Кстати, я вел записи, очень подробные, репетиций Эфроса. Потом, после его смерти, переписал на чистовик. Предложил журналу «Волга» опубликовать. Там взяли, но потеряли. Я все-таки думаю, что спустя время восстановлю дневник. Черновые записи у меня сохранились. Когда вдова Эфроса театральный критик Наталья Крымова познакомилась с моими записями, она мне призналась, что, читая, слышала голос мужа. Мне удалось сохранить в дневнике его интонацию.

— Сейчас постановками спектаклей занимаются все чаще люди без режиссерского образования. Ваше отношение к такому «беспределу»?

— В принципе спокойное. Ведь Любимов был актером, а создал новую Таганку. Без режиссерского образования Волчек, Ефремов. Вообще-то настоящий режиссер, как нам говорили в «Щуке», — национальное достояние.

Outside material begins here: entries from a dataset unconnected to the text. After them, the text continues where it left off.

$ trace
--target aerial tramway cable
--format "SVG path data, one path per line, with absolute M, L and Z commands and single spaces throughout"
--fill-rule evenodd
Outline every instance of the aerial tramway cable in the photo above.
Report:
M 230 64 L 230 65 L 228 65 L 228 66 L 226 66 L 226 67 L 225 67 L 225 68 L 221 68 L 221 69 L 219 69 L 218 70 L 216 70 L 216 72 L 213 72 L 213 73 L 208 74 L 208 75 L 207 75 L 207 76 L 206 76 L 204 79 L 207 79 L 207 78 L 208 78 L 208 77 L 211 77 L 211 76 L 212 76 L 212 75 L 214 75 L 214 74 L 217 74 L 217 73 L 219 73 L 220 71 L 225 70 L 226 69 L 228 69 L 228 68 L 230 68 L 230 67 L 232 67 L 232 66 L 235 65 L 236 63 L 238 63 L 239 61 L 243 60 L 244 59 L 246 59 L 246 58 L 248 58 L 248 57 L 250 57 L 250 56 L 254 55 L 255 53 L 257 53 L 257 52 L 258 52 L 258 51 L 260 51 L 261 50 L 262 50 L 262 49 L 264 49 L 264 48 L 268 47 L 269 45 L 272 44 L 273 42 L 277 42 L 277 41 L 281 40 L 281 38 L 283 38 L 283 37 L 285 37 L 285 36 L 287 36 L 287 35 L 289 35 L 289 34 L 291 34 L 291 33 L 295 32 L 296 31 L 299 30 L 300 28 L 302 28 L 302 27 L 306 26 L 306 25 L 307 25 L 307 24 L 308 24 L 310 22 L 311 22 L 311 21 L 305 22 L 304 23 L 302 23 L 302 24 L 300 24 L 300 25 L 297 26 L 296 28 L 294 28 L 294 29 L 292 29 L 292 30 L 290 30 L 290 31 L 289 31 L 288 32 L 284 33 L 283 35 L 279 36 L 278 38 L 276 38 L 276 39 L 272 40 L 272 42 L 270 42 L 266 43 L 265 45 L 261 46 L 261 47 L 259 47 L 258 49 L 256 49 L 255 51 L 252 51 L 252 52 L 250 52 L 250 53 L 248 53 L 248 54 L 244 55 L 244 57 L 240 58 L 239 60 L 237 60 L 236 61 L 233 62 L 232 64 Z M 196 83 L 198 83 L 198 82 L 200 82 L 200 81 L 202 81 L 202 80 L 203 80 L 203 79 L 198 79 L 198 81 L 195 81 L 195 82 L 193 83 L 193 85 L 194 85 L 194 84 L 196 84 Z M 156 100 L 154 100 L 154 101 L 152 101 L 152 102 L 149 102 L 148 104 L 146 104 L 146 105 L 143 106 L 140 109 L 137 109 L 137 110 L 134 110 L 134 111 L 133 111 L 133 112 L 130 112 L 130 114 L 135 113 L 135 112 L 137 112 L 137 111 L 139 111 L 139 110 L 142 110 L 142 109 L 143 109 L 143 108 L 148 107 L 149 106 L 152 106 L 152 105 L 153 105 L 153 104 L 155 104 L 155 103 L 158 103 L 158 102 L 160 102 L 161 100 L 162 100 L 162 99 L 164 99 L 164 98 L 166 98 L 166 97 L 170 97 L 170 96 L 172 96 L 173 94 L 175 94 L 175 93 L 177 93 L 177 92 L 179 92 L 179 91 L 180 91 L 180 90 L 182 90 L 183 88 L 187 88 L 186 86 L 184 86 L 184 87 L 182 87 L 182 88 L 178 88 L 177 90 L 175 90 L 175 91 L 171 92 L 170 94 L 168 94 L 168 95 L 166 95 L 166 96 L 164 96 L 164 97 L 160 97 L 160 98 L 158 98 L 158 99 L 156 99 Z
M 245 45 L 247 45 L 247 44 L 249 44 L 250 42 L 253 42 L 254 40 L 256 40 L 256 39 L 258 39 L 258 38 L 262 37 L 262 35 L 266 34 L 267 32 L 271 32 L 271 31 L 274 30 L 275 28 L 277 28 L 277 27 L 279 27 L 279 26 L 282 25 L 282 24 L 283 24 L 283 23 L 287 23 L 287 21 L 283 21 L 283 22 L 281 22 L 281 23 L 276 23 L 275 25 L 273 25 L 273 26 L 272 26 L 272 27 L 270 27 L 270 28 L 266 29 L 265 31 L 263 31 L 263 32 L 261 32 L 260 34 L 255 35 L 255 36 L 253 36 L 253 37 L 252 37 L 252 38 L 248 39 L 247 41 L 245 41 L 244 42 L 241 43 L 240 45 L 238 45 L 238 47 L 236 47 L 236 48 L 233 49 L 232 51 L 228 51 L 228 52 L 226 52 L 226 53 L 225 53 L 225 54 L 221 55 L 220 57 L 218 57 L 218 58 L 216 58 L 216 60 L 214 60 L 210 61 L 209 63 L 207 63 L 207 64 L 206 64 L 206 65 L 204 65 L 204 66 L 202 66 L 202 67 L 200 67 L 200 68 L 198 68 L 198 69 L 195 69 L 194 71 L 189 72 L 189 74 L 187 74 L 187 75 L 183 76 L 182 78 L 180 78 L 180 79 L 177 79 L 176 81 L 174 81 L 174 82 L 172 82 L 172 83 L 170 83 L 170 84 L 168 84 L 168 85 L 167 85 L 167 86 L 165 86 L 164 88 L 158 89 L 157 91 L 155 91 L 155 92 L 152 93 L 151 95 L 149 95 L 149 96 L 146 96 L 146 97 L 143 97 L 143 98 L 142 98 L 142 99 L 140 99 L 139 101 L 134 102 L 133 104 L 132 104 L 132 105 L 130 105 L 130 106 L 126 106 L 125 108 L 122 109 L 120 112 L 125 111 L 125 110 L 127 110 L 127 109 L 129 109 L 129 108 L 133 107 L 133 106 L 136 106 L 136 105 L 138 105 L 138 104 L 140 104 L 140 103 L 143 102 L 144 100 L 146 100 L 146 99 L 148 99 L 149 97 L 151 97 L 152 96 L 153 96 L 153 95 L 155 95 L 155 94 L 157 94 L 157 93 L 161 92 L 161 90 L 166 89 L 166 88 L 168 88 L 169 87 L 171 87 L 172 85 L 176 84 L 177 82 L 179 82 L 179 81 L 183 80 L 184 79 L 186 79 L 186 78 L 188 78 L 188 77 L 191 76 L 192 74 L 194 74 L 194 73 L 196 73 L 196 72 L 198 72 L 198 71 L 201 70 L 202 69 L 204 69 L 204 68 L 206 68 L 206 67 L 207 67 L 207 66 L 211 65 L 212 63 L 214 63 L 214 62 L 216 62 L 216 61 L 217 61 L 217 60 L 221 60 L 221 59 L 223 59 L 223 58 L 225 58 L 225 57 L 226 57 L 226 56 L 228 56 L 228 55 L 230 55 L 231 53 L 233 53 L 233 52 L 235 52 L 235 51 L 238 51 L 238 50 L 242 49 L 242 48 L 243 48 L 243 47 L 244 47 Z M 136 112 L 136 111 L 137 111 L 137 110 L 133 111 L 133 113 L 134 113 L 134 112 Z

А их единицы. Для меня режиссер — это прежде всего личность с обнаженной совестью и неистовой гражданской позицией. Ибо… «С художника спросится», — говорил Вахтангов. Без этих качеств любой постановщик спектаклей — ремесленник, у которого актеры говорят слова, а спектакли не затрагивают сердца и души зрителя. А театр с такими постановками — театр мертвый. Что бы там громко ни звучало, ни грохотало и ни двигалось.